Logistics is vital to Britain’s cities and high streets. Every loaf of bread, cup of coffee, flat screen TV and washing machine reaches its destination by van or truck. The Government’s plan to introduce Clean Air Zones (CAZs) across the country, charging the most polluting vehicles for entering towns and cities, is already well documented. But FTA says the new proposals could place an unfair financial burden on the industry.
The consultation outlines the first cities where CAZs will be set up – London, Leeds, Birmingham, Southampton, Nottingham and Derby – but it doesn’t clarify which of a further list of 38 areas will be targeted, leaving operators in limbo when it comes to business planning and operation. There is also no confirmation of the classes of vehicles that will be included, so it could be just buses, or buses and HGVs, or vans. However, what is clear is that local authorities will not have the freedom to penalise diesel cars only – all other vehicles must be charged first.
Christopher Snelling, the FTA’s Head of National and Regional Policy, said: ‘A clean air plan that will penalise vital logistics operators and prevent them from reaching customers in our towns and cities would be a massive blow.
‘Truck and van users will be aggrieved to see the Government targeting commercial vehicles which have no choice but to enter the zones to make deliveries. Tests prove modern HGVs are the cleanest vehicles on the road but also the most expensive, and have also made huge strides towards adopting new European standards on emissions.
‘What about the 12 million diesel cars on our roads? The Government has got its priorities wrong and will hit British businesses with these new regulations at a time when they’re under intense pressure in the wake of the Brexit vote and all the uncertainty it has created.’
The consultation – Improving quality: national plan for tackling nitrogen dioxide in our towns and cities – closes on 15 June, with a final plan expected to be published on 31 July. It will apply to England, Scotland, Wales and Northern Ireland and features a raft of documents, including the Government’s draft air quality plans, technical data, emissions statistics and various reports.

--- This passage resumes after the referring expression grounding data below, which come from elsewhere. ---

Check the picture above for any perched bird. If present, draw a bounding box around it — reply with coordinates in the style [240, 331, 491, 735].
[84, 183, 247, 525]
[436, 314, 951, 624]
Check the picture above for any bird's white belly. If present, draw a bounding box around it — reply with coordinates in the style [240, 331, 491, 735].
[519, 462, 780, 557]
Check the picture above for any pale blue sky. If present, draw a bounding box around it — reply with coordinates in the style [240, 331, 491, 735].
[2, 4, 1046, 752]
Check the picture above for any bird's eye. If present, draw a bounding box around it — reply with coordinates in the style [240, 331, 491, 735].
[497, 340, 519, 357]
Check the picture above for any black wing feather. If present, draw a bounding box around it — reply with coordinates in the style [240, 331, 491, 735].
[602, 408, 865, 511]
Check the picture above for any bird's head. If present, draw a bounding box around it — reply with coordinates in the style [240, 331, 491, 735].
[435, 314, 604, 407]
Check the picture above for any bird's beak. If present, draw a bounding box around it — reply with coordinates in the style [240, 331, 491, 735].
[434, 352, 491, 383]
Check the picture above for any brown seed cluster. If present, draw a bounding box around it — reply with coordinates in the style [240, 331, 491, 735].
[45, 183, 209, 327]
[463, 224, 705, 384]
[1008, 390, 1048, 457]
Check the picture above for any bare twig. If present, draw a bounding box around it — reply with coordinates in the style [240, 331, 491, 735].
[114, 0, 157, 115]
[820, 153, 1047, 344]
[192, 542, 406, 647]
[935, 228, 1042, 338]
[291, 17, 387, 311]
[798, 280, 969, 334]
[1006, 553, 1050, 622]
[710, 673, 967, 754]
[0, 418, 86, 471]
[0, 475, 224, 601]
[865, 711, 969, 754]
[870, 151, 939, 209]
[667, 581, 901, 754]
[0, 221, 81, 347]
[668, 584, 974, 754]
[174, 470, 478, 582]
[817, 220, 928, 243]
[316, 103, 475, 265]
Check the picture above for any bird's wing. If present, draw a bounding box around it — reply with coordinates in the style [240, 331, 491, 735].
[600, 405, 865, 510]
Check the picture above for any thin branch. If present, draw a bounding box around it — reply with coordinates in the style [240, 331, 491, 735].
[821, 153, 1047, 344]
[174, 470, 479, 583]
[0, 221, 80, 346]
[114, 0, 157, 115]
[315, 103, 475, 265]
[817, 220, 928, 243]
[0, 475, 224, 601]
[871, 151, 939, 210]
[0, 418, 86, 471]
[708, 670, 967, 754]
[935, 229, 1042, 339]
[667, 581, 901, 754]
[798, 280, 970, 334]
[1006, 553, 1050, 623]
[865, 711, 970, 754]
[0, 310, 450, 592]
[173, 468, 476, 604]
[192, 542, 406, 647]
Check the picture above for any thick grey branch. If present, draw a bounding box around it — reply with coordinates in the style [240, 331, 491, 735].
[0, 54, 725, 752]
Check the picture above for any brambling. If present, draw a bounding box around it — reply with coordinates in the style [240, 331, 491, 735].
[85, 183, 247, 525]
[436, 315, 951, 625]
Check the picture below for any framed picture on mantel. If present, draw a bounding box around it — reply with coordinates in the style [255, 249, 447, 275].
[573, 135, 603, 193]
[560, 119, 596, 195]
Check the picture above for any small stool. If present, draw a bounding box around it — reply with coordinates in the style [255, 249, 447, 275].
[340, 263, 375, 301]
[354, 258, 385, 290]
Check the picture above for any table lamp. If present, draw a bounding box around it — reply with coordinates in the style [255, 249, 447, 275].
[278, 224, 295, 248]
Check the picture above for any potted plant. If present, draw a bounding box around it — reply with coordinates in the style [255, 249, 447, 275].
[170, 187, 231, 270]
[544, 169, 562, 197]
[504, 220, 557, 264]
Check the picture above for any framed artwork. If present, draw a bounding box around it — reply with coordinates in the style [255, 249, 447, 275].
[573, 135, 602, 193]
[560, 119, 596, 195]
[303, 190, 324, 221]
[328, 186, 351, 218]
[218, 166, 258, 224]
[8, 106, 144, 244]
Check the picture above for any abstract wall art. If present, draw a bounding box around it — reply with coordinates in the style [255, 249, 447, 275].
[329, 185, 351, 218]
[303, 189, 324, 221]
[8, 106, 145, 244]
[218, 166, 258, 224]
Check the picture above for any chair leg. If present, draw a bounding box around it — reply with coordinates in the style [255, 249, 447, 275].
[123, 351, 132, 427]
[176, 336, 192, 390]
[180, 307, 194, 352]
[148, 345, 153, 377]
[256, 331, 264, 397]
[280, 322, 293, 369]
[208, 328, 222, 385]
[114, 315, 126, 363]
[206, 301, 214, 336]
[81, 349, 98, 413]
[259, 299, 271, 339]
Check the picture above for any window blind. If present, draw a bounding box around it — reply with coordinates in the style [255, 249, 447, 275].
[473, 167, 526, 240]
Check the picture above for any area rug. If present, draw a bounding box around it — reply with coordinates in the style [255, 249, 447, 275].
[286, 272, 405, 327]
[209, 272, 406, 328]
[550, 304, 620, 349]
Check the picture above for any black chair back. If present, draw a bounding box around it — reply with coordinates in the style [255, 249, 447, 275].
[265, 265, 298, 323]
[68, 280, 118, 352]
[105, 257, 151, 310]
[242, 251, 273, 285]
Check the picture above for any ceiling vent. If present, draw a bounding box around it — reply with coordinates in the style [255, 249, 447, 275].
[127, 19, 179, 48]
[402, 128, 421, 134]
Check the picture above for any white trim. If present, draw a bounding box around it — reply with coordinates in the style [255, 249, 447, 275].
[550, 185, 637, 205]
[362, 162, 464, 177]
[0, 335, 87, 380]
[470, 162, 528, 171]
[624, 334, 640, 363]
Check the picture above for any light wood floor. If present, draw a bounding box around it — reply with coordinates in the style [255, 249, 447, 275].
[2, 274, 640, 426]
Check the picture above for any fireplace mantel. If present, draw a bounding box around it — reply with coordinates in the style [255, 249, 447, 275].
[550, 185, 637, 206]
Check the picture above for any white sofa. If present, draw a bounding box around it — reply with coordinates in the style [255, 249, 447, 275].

There is mention of a subsidised scrappage scheme for cars and vans but no equivalent for HGVs, and FTA understands that full details of the areas where pre-Euro VI/6 commercial vehicles will be charged from 2020 onwards will not be known until next year.
Mr Snelling said: ‘FTA will be working with its members to contribute to and influence the outcome of this consultation. Everyone agrees that cleaner air is desirable, but these new zones will only bring forward, by a few years, changes that were happening anyway – at the expense of an already stretched logistics industry.
‘Small business will be hit hardest – and van operators will be left with no option but to purchase new vehicles at huge cost.’
Under the plan, vans older than two-a-half years and HGVs more than five years old will be charged for entering the zones. According to FTA’s Van Excellence Report, there are now more than four million vans on Britain’s roads and many small businesses rely on the used van market for cost-effective vehicle purchases – however, there are few compliant second-hand vehicles currently available, making the purchase or lease of a new van a compulsory expense for hard-working business owners.
‘A scrappage scheme for vans might offer some compensation, but there may be better forms of support for the industry as a whole. FTA is concerned that any such scheme could be funded through increased diesel taxation – this would be a huge blow to the industry, and penalise those who will have been hit hard by the new regulations in the first place.’
Details of London’s Ultra Low Emission Zone were announced by Mayor Sadiq Khan in April. The scheme will begin in 2019 in the central Congestion Charge area and will extend to Greater London in 2020 for HGVs and inner London in 2021 for vans.
Mr Snelling said: ‘The logistics industry operates on tight margins and any additional cost will have to be factored into operations. The fact remains that the most modern trucks are the cleanest vehicles on our roads, yet it looks like they will be the first to be penalised.’